ALBUM REVIEW: Plagues Upon Plagues – SECT
Every single member of SECT has played in at least one essential hardcore band – as well, of course, as SECT itself. On guitar you’ve got Scott Crouse and Jimmy Chang of EARTH CRISIS and CATHARSIS respectively; on bass there’s Steve Hart of the somewhat underrated DAY OF SUFFERING; on drums it’s Andy Hurley of RACETRAITOR (and yes, FALL OUT BOY too obviously); and out front is the inimitable Chris Colohan of the legendary CURSED. The reason for the roll call is mainly to emphasise that if there are any of those bands you’re not familiar with you should rectify that as soon as possible, but perhaps before you do you could also take some time to behold the equally fantastic results that take shape when these five talented individuals come together.

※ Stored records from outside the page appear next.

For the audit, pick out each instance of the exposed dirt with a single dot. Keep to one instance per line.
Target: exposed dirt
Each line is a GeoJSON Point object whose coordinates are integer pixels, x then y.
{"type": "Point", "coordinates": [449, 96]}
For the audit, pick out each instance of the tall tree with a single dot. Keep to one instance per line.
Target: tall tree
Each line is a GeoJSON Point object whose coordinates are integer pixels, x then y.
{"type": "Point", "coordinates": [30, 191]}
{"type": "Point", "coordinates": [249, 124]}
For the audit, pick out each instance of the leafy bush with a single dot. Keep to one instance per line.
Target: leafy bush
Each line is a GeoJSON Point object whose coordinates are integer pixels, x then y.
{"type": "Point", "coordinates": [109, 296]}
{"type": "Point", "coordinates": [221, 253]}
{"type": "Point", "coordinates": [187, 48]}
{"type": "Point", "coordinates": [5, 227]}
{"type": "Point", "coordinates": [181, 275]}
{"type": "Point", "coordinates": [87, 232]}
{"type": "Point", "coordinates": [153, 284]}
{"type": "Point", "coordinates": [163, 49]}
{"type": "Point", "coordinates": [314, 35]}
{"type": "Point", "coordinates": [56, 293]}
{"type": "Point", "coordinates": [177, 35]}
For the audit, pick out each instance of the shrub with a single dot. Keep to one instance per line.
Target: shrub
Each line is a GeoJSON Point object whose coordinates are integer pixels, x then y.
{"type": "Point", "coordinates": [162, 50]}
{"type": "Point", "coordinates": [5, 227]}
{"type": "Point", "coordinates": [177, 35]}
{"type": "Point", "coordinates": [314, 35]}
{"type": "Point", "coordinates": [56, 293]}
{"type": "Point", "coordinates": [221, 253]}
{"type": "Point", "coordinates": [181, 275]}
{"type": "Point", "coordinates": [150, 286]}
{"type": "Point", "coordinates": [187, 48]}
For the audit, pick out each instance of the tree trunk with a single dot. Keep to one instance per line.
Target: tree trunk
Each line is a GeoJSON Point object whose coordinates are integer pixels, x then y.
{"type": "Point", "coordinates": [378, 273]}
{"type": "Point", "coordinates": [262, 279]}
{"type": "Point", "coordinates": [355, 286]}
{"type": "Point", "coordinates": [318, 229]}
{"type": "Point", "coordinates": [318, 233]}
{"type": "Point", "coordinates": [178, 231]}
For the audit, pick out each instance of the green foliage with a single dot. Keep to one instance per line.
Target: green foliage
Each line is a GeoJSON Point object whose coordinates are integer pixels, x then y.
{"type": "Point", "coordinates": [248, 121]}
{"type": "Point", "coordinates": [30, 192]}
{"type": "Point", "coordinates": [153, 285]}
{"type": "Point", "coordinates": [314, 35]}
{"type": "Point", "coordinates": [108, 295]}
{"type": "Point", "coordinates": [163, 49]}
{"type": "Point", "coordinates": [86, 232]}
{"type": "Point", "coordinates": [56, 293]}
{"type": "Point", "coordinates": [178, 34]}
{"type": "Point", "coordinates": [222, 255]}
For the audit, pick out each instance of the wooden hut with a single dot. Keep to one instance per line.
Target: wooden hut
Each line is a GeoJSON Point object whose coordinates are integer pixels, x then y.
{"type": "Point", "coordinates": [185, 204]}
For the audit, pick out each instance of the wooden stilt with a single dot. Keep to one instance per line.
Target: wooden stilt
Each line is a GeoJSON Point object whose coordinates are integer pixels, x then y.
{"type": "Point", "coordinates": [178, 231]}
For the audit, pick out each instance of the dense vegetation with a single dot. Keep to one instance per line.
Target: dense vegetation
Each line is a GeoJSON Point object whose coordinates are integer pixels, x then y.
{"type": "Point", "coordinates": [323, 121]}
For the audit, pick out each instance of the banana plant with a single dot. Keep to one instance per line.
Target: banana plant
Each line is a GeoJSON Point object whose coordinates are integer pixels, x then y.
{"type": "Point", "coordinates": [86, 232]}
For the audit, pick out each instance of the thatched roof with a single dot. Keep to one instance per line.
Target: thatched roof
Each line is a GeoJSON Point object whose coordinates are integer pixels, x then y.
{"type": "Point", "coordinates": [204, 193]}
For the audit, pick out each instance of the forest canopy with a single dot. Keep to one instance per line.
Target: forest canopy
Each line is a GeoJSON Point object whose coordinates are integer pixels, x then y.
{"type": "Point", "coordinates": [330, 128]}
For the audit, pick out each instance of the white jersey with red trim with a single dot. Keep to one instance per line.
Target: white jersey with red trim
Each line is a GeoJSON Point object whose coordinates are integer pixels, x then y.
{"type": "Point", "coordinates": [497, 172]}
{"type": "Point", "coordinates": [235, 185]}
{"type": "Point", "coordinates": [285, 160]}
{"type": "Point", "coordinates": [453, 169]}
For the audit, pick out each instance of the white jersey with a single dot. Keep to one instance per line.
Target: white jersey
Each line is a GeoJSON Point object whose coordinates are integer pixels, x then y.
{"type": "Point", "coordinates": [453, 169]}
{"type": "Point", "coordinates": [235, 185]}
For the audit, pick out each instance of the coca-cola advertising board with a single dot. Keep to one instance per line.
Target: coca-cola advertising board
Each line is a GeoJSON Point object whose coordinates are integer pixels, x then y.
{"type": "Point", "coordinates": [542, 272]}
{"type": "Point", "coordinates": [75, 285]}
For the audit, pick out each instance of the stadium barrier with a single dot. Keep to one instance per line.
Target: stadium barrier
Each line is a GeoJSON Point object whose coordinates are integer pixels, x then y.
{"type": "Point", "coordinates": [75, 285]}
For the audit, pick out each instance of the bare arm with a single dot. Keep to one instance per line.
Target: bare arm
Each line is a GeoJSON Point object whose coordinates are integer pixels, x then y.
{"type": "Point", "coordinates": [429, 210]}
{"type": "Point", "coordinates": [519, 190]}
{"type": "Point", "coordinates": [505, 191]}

Plagues Upon Plagues is the band’s fourth full-length and their longest by a considerable margin, though even then it’s hardly a huge undertaking at just 27 minutes all told. The extra time seems mainly to allow for a shift in approach for SECT both sonically and thematically; where previous releases have kept things suitably fast and furious as the band have raged against all manner of societal ills, Plagues Upon Plagues soundtracks a shift from activism to lament – “a funeral rather than a trial”, as Colohan puts it. The world is burning, the fascists are winning, and SECT and its constituent parts are done trying to change minds here.
It is fitting then there is a pervasive sense of gloom that hangs over Plagues Upon Plagues, one that sets in thick and heavy from the outset as opener No Uncertain Terms languishes across a six-minute runtime. Colohan doesn’t even need to scream or shout to get his point across here – though he does when the track requires it of him – his delivery more of a low, half-sung drawl that imbues lines like “There’s not a ‘fuck you’ left in the world that can cover all this” with just as much menace and venom as any snarl or bellow he can muster. The music itself is dynamic and doomy here, not a million miles from a slower CONVERGE track perhaps, the same proving true of a lot of the album to follow, and especially of its closer and semi-title track Six Black Lines (Plagues Upon Plagues).
For all its defeatism and despondency however, Plagues Upon Plagues is by no means lacking in bite and bile. Drowning In Sorrows and Inventory both land inside the two-minute mark and lean furthest into the sort of grindy, D-beaty whirlwind fury one might most immediately associate with SECT’s previous efforts. The Lovers Of Life is another rager, its target obvious enough from the title but made clearer still by lines like “The do unto others people are here / Run for your fucking life” and Colohan’s sinister, sarcastic whispers of “amen”, while #ForeverHome before it is one of the album’s slower, moodier cuts but perhaps also its most devastating as Colohan takes seething aim at those who turned to animals for one-way comfort during the pandemic only to abandon them en masse when life went back to ‘normal’ (“I don’t even believe in hell but for you…”).
Ultimately it is Colohan’s lyricism that hits hardest across the entirety of Plagues Upon Plagues; he shows no mercy – to anyone – as No Uncertain Terms puts it in, well, no uncertain terms: “You can say it’s them not me / But it takes a whole world to throw a whole world away / So what’s left to say”. We let this happen, we chose this, we are Six Black Lines’ “world record-sized pot of boiling frogs”, and Plagues Upon Plagues is a fitting and unforgettable funeral march for every last and wretched one of us.
Rating: 8/10
Plagues Upon Plagues is set for release on June 7th via Southern Lord Recordings.